معرفی
Patrick Simen is an Associate Professor in the Neuroscience Department at Oberlin College's College of Arts and Sciences, where he conducts research on decision-making, timing mechanisms, and computational modeling of neural circuits. His work bridges psychological and neural levels of description through mathematical frameworks that optimize reward-based behavior.
His educational background includes:
- ScB in Mathematics and AB in Philosophy from Brown University (1993)
- PhD in Computer Science and Engineering from the University of Michigan (2004)
- Postdoctoral research in Psychology/Neuroscience at Princeton University (2004-2011)
Dr. Simen's research focuses on reward-driven decision circuits and temporal processing using minimalist computational models. His lab develops:
- Drift-diffusion frameworks for decision-timing unification
- Neural control mechanisms for reward optimization
- Subsymbolic models linking neural activity to symbolic cognition
Analysis of his 2016-2017 publications reveals a cohesive research program examining scale invariance in decision-timing processes. Key themes include BOLD signal correlates of evidence accumulation, reward-time interactions in perceptual decisions, and mathematical formalization of double-threshold decision dynamics across neural and behavioral levels.
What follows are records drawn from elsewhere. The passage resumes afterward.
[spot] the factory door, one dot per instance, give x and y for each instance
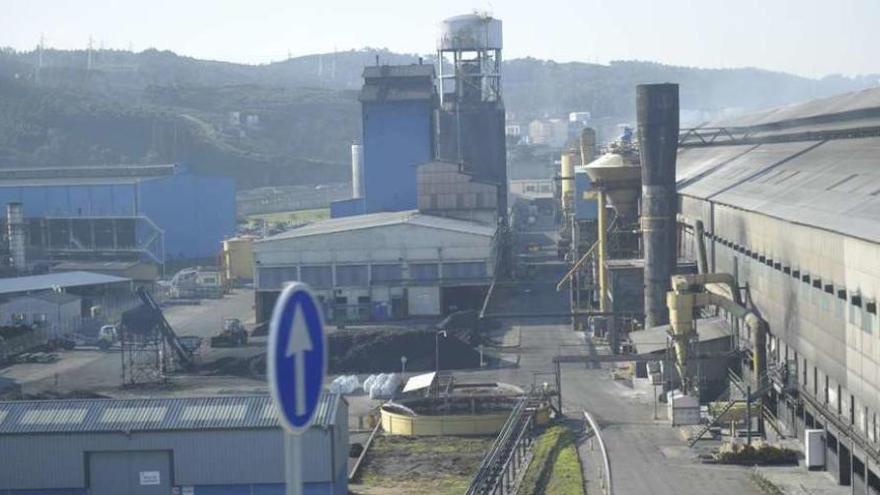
(129, 472)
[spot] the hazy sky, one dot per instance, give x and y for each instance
(806, 37)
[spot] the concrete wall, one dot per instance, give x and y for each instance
(828, 339)
(422, 258)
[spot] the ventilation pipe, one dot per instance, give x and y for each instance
(357, 170)
(690, 292)
(657, 112)
(15, 226)
(587, 145)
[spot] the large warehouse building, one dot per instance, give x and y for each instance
(154, 213)
(195, 446)
(790, 200)
(380, 266)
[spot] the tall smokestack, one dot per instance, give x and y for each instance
(357, 170)
(15, 225)
(657, 110)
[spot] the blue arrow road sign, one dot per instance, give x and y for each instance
(297, 357)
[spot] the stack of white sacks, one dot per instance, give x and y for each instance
(345, 385)
(383, 385)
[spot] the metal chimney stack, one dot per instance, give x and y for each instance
(15, 225)
(657, 111)
(357, 170)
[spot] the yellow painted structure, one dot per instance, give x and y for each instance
(454, 424)
(567, 179)
(602, 227)
(238, 258)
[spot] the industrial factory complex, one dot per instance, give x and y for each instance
(691, 309)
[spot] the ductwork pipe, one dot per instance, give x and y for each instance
(694, 291)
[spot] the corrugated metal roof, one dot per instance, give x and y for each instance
(858, 101)
(155, 414)
(53, 280)
(51, 296)
(374, 220)
(833, 185)
(419, 382)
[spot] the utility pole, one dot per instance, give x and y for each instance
(437, 350)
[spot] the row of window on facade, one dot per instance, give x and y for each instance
(22, 318)
(861, 314)
(832, 396)
(323, 276)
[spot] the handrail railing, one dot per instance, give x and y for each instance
(499, 465)
(607, 481)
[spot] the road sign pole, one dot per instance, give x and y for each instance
(296, 364)
(293, 463)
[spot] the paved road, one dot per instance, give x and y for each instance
(647, 457)
(95, 370)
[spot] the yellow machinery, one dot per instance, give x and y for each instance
(710, 289)
(238, 258)
(567, 178)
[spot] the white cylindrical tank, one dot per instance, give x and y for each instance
(357, 170)
(15, 226)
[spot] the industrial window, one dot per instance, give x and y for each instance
(318, 276)
(464, 270)
(387, 273)
(273, 278)
(424, 271)
(867, 322)
(351, 276)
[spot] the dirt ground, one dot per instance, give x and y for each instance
(397, 465)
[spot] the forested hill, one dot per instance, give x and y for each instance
(292, 121)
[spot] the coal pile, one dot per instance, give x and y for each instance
(379, 350)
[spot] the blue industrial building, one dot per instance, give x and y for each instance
(160, 212)
(398, 103)
(221, 445)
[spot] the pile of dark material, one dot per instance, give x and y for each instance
(373, 350)
(379, 350)
(13, 331)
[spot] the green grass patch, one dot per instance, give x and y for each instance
(398, 465)
(555, 468)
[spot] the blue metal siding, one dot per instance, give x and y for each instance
(84, 200)
(196, 212)
(398, 137)
(57, 491)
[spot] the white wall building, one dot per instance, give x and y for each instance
(380, 266)
(58, 313)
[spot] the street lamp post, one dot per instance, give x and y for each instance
(437, 350)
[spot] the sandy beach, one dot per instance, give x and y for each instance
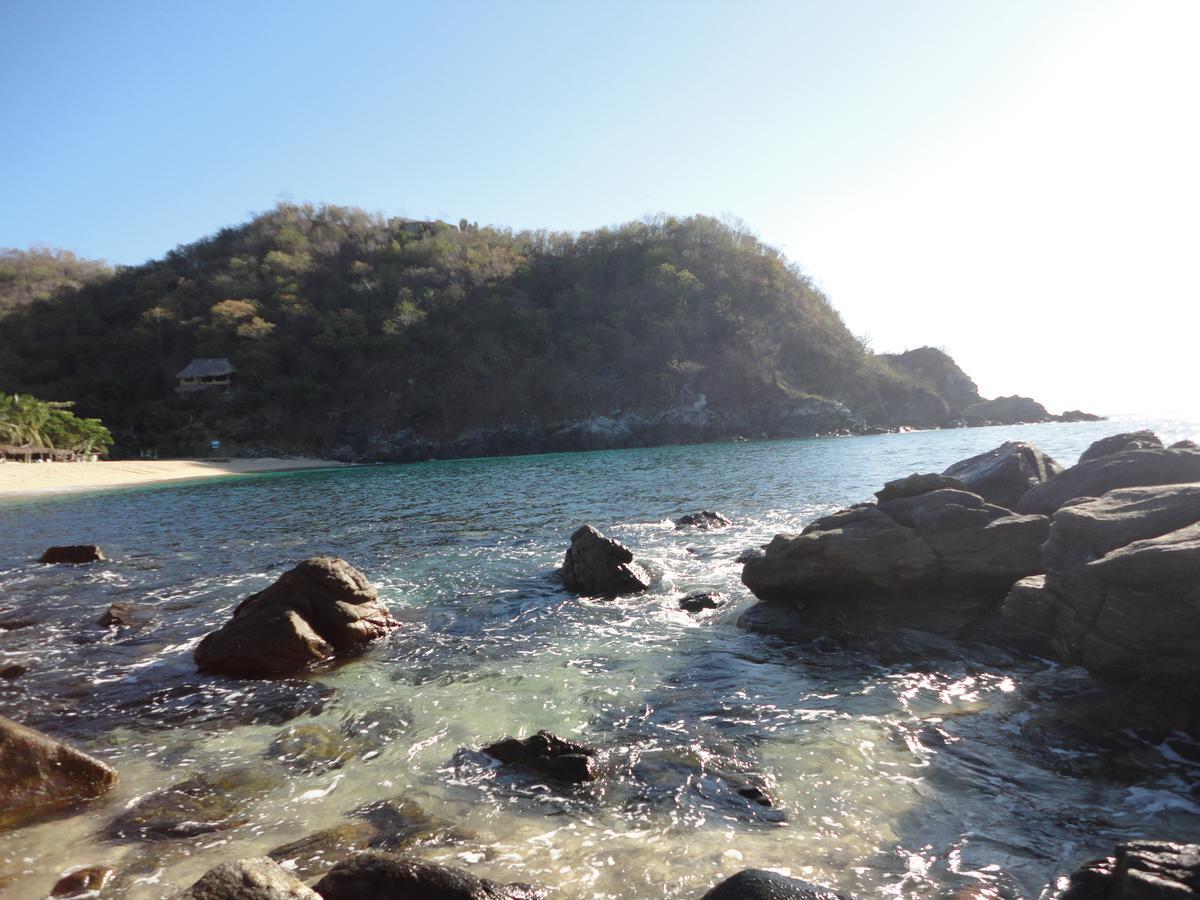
(54, 477)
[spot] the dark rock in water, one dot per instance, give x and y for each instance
(1003, 475)
(321, 609)
(931, 562)
(1143, 870)
(701, 600)
(90, 881)
(1006, 411)
(391, 877)
(1119, 443)
(705, 520)
(601, 567)
(547, 754)
(387, 825)
(311, 748)
(916, 485)
(259, 879)
(762, 885)
(1127, 468)
(42, 775)
(1121, 593)
(202, 804)
(75, 553)
(123, 615)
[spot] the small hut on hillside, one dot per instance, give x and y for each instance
(203, 373)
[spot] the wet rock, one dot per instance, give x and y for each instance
(311, 748)
(1003, 475)
(701, 600)
(259, 879)
(1143, 870)
(88, 881)
(321, 609)
(75, 553)
(1096, 478)
(931, 562)
(123, 615)
(1119, 443)
(915, 485)
(1121, 593)
(549, 755)
(391, 877)
(42, 775)
(388, 825)
(763, 885)
(202, 804)
(601, 567)
(706, 520)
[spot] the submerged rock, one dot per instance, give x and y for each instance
(1003, 475)
(42, 775)
(933, 562)
(706, 520)
(1097, 477)
(259, 879)
(391, 877)
(601, 567)
(1143, 870)
(88, 881)
(1119, 443)
(73, 555)
(763, 885)
(549, 755)
(701, 600)
(321, 609)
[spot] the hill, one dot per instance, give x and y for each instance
(370, 337)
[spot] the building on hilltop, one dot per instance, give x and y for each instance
(203, 373)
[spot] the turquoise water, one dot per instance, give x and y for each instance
(889, 780)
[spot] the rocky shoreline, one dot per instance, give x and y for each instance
(1095, 564)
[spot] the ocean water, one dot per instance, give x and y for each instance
(888, 779)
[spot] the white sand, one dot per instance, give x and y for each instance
(52, 477)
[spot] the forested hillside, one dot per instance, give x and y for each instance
(347, 328)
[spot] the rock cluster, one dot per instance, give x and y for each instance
(600, 567)
(321, 609)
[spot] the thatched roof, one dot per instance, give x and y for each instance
(207, 369)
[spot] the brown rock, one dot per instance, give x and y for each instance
(321, 609)
(43, 775)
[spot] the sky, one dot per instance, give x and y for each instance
(1014, 181)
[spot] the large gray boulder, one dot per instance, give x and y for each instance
(1003, 475)
(933, 562)
(1097, 477)
(600, 567)
(42, 775)
(1117, 443)
(321, 609)
(1121, 593)
(259, 879)
(1143, 870)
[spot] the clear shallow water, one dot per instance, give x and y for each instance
(889, 780)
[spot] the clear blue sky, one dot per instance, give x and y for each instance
(942, 169)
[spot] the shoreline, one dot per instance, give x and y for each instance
(40, 479)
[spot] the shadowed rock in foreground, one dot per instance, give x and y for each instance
(321, 609)
(384, 876)
(40, 775)
(600, 567)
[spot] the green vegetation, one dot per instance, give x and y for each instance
(340, 319)
(37, 274)
(27, 420)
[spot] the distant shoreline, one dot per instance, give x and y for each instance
(36, 479)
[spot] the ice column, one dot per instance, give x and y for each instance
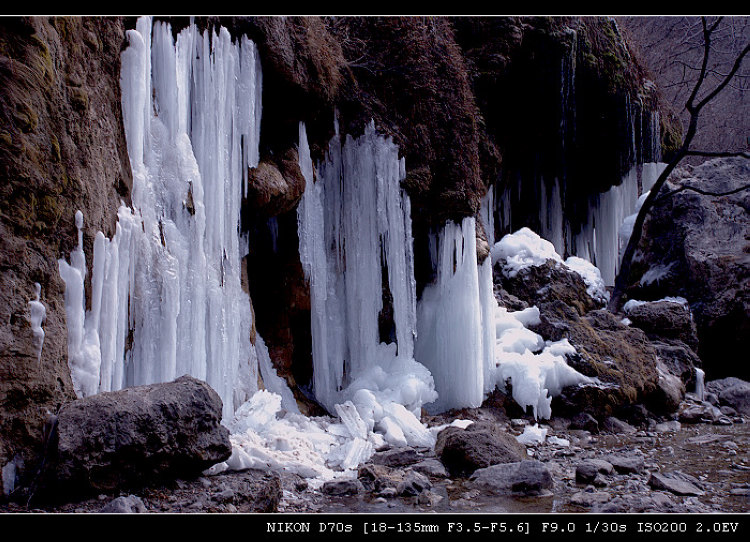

Dr. Simen actively mentors undergraduate researchers, including senior thesis students like Zoe Swann (Class of 2019) who pursued neuroscience PhD studies at Arizona State University. His lab receives institutional support for EEG/fMRI research infrastructure and computational resources, enabling empirical validation of theoretical models through human behavioral experiments.
His research group operates from Science Center A244, integrating computational modeling with experimental neuroscience. The lab employs undergraduate researchers in all phases of work—from developing "deep learning" neural networks that emulate production systems to conducting EEG studies on timing behavior—fostering a collaborative environment where theoretical and empirical approaches converge.